The Self-Administration has repeatedly emphasized
that it has neither the means nor the desire to secure camps such as al-Hol,
and has urged governments in neighboring Iraq and across the West to repatriate
their citizens.
Ahmed described the camp as a “heavy burden on the
shoulders” of the administration.
For the most part, the United States has opted to
bring its citizens home. But countries such as Britain and France have dragged
their feet, repatriating only a small number of orphans.

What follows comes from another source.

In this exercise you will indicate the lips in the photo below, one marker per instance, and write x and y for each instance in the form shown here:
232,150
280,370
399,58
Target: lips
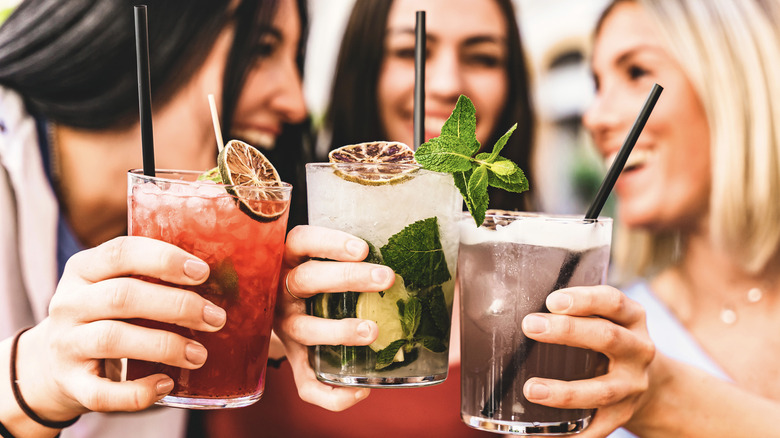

A year and a half after Kurdish-dominated forces
spearheaded the defeat of the Islamic State in Syria, losing thousands of
soldiers in the process, they are now charged with handling security around the
camps and prisons holding the tens of thousands of men, women and children who
streamed out in surrender.
Attempted jailbreaks are increasingly common,
sparking concerns for security in the area. Smugglers are also spiriting an
increasing number of women and children away from al-Hol and northwest toward
rebel-held territory. Some are believed to be escaping to Turkey, prompting
concerns that they might seek to return to their home countries without the
knowledge of law enforcement.
Experts monitoring the camp dismissed the idea that
recently released Syrians have gone on to rejoin Islamic State sleeper cells, a
fear commonly cited by local authorities.
Dareen Khalifa, a senior analyst with the
International Crisis Group, said that a more pressing concern for the women was
avoiding rejection and destitution.
“The people who have been released are struggling to
reintegrate, and the economic situation outside is already very bad,” she said.
Frequently, and quickly, she added, they become the “poorest of the poor.”